153. Find Minimum in Rotated Sorted Array

LeetCode 153. Find Minimum in Rotated Sorted Array

Description

Suppose an array of length n sorted in ascending order is rotated between 1 and n times. For example, the array nums = [0,1,2,4,5,6,7] might become:

• [4,5,6,7,0,1,2] if it was rotated 4 times.

• [0,1,2,4,5,6,7] if it was rotated 7 times.

Notice that rotating an array [a[0], a[1], a[2], ..., a[n-1]] 1 time results in the array [a[n-1], a[0], a[1], a[2], ..., a[n-2]].

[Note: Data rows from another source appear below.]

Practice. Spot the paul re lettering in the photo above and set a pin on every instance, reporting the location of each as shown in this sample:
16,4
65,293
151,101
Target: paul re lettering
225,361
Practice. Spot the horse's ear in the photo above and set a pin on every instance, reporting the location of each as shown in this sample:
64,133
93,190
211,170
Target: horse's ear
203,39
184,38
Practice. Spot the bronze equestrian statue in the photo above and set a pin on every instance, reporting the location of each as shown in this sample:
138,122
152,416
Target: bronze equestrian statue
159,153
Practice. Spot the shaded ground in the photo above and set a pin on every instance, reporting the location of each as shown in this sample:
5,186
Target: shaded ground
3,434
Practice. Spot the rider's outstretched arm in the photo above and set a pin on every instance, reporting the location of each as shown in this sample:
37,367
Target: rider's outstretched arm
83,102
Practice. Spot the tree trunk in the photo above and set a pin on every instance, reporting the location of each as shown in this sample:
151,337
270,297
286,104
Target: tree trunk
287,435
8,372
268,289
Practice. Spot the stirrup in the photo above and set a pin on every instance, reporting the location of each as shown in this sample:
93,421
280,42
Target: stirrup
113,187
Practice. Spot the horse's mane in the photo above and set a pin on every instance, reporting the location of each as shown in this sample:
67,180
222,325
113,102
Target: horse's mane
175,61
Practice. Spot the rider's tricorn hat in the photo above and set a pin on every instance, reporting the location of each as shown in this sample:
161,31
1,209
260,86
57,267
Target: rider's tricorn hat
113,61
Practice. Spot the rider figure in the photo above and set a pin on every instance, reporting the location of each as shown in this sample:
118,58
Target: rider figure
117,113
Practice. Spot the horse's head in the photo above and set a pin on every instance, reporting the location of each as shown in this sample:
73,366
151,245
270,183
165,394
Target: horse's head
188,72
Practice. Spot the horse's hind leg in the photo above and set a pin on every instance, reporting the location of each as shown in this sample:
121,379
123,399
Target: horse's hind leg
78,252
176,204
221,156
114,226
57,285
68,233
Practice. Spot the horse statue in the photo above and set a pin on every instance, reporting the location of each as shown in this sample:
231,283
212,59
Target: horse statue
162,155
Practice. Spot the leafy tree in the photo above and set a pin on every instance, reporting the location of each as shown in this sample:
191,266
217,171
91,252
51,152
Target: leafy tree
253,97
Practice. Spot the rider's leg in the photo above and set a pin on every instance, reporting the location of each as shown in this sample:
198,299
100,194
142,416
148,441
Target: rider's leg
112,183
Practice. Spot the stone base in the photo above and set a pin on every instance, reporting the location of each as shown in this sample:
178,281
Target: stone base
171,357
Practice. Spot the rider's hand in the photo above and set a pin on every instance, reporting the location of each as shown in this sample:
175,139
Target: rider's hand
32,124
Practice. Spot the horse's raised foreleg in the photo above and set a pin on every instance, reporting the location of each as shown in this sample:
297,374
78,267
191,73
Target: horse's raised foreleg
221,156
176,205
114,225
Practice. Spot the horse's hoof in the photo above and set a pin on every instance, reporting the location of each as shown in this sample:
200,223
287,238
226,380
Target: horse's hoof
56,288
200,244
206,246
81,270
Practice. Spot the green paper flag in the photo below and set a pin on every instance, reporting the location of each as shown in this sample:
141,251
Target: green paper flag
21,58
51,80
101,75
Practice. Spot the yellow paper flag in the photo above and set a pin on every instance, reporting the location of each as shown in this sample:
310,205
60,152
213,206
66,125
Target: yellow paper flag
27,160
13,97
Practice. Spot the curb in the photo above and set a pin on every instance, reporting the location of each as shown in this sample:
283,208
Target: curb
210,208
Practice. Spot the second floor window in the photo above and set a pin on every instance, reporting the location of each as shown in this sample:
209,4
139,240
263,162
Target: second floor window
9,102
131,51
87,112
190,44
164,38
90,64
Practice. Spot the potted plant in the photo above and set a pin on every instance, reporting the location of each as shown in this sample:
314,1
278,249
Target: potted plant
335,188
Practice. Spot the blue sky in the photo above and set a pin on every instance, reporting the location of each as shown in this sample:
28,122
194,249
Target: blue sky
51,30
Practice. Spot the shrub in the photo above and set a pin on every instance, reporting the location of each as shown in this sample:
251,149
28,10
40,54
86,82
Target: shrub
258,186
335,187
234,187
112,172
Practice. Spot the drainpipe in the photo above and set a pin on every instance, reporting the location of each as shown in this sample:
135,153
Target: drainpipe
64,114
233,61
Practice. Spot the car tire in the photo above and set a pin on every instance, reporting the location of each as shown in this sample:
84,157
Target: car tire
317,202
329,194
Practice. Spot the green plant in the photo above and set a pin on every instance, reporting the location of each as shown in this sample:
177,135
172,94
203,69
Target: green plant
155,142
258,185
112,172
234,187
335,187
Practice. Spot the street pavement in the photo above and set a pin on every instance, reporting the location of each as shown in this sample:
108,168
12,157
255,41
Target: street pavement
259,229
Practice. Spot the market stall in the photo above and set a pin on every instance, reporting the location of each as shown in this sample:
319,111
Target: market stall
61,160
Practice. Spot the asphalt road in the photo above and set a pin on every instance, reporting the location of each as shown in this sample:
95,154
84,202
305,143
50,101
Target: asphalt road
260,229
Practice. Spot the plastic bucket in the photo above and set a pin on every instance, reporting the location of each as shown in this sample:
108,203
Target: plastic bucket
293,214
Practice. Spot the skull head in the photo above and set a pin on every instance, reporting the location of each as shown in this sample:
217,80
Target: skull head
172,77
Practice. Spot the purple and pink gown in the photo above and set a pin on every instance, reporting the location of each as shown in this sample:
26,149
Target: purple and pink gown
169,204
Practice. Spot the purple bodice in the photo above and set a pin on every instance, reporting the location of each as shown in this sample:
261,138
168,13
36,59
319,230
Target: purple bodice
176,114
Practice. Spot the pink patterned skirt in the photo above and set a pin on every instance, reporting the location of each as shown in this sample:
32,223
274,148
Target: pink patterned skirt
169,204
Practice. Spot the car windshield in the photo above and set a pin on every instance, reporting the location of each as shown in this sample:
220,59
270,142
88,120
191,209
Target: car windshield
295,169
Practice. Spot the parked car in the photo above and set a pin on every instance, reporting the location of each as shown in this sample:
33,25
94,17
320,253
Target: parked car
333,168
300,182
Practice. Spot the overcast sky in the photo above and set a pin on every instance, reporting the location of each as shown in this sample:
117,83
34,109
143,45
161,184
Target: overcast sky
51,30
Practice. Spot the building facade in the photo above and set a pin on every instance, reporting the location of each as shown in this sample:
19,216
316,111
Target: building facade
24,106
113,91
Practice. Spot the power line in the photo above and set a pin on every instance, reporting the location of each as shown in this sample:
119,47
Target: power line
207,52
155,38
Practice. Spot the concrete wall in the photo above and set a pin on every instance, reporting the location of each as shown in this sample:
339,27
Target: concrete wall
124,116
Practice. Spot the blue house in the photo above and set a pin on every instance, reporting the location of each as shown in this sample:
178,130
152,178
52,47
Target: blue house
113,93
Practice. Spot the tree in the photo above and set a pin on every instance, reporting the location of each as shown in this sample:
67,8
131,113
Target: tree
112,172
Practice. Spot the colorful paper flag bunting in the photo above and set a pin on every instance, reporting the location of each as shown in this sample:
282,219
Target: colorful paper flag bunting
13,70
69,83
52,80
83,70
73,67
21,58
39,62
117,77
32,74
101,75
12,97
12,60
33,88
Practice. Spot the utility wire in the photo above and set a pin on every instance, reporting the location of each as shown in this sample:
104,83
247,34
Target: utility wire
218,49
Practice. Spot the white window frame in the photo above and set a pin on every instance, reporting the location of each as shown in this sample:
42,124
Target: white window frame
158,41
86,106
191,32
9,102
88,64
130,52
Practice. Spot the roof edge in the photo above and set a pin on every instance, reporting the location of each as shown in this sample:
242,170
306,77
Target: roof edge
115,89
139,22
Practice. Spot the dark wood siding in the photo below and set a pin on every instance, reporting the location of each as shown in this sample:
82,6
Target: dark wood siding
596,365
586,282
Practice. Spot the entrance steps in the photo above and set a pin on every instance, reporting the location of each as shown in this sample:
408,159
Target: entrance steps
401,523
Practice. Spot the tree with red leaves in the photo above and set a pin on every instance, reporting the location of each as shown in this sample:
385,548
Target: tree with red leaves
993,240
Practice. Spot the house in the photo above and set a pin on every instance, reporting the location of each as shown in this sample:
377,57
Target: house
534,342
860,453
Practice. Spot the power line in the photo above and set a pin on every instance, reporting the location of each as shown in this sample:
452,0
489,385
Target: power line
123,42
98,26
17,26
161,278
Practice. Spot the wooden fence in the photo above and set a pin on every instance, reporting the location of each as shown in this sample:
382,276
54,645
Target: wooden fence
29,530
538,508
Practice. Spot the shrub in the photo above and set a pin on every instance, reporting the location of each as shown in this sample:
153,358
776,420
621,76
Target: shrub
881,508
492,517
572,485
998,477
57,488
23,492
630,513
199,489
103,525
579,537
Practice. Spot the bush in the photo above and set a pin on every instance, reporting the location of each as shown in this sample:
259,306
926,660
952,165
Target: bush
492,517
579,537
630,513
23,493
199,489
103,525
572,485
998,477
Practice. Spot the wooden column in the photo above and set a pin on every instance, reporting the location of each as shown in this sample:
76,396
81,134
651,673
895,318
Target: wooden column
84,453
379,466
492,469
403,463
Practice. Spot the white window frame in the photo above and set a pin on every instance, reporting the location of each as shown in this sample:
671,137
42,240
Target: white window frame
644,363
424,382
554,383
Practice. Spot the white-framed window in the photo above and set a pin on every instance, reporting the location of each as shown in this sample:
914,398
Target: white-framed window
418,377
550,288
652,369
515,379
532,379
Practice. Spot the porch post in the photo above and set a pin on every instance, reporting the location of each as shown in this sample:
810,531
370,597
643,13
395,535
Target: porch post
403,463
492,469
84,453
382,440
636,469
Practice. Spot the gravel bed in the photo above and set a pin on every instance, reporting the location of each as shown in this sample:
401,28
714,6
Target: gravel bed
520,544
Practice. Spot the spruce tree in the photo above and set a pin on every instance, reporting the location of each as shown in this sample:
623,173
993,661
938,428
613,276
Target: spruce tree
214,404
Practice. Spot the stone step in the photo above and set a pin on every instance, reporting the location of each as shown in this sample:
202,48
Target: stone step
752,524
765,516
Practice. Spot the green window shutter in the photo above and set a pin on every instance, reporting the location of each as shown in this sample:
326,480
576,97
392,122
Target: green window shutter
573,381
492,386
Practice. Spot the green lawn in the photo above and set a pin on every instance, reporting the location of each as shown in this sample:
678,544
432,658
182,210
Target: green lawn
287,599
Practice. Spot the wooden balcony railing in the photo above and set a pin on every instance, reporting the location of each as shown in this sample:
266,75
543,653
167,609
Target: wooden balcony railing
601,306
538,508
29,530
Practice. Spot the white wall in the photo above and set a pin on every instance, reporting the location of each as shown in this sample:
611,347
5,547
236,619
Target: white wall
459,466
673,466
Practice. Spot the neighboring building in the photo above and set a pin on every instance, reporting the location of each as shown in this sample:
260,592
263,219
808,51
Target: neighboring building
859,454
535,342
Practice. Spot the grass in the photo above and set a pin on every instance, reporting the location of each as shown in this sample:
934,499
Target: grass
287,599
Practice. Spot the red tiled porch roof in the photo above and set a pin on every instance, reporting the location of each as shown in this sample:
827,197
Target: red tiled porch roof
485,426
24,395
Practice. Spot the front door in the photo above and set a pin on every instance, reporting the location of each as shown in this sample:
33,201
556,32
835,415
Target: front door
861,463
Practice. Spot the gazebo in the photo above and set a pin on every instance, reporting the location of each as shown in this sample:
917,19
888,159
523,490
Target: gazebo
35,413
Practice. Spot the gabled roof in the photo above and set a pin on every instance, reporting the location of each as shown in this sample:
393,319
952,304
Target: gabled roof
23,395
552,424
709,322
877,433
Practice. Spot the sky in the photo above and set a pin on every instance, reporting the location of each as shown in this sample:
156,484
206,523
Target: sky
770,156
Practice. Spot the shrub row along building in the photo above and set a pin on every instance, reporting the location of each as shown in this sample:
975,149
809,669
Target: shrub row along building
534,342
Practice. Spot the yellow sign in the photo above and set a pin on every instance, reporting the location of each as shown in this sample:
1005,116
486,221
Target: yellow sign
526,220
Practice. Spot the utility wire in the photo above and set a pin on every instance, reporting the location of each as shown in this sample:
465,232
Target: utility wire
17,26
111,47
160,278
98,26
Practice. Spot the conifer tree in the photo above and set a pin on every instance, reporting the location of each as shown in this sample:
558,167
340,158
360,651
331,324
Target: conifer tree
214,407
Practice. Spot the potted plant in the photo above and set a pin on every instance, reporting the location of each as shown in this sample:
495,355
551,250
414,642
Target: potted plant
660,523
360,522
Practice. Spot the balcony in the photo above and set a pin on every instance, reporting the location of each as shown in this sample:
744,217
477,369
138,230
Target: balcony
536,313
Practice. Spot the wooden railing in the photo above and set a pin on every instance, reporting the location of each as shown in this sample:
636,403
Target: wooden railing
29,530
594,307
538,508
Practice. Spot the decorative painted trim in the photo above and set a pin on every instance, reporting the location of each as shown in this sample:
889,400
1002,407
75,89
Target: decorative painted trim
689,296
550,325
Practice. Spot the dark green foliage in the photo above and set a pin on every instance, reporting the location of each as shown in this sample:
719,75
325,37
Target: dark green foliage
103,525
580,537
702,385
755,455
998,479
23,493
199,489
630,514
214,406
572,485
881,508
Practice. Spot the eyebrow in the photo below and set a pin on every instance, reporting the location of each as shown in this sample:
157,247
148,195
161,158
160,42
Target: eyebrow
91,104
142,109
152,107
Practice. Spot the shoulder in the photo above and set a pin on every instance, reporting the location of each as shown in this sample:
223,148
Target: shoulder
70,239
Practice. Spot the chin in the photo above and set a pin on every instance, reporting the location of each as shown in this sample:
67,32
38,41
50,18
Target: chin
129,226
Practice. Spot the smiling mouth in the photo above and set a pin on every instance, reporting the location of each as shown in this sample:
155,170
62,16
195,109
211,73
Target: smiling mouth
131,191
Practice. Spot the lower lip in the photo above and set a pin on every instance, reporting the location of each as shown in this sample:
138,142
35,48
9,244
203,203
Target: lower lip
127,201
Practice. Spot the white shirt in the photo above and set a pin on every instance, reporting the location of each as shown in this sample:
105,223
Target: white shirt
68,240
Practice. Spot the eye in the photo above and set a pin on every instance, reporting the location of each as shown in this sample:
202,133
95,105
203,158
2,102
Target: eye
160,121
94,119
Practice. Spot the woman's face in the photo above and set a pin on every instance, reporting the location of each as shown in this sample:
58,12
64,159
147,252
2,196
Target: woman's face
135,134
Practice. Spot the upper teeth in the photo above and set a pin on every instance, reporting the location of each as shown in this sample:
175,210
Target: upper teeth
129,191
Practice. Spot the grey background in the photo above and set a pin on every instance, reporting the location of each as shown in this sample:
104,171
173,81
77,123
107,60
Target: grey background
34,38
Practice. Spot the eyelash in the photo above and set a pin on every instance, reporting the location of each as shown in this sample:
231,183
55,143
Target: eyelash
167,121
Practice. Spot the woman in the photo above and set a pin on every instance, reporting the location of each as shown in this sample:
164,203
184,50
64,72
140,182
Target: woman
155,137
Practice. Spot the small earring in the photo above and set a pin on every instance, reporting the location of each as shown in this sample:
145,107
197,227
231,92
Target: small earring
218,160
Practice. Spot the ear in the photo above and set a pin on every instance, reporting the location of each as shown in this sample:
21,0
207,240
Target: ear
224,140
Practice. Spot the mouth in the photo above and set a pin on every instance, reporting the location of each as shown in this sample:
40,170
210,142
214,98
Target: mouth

Given the sorted rotated array nums of unique elements, return the minimum element of this array.

Example 1:

Input: nums = [3,4,5,1,2]
Output: 1
Explanation: The original array was [1,2,3,4,5] rotated 3 times.

Example 2:

Input: nums = [4,5,6,7,0,1,2]
Output: 0
Explanation: The original array was [0,1,2,4,5,6,7] and it was rotated 4 times.

Example 3:

Input: nums = [11,13,15,17]
Output: 11
Explanation: The original array was [11,13,15,17] and it was rotated 4 times. 

Constraints:

• n == nums.length

• 1 <= n <= 5000

• -5000 <= nums[i] <= 5000

• All the integers of nums are unique.

• nums is sorted and rotated between 1 and n times.

Tags

Array, Binary Search

Solution

Perform binary search to find the precipice in the array, by comparing nums[mid] with the last element of the array. If nums[mid] is larger then move the left pointer to the middle index, otherwise move the right pointer. Finally, we return the smaller one of both nums[start] and nums[end].

Complexity

• Time complexity: $O(\log(n))$

• Space complexity: $O(1)$

Code

func findMin(nums []int) int {
	start, end := 0, len(nums)-1
	for start+1 < end {
		mid := start + (end-start)/2
		if nums[mid] >= nums[end] {
			start = mid
		} else {
			end = mid
		}
	}
	if nums[start] < nums[end] {
		return nums[start]
	}
	return nums[end]
}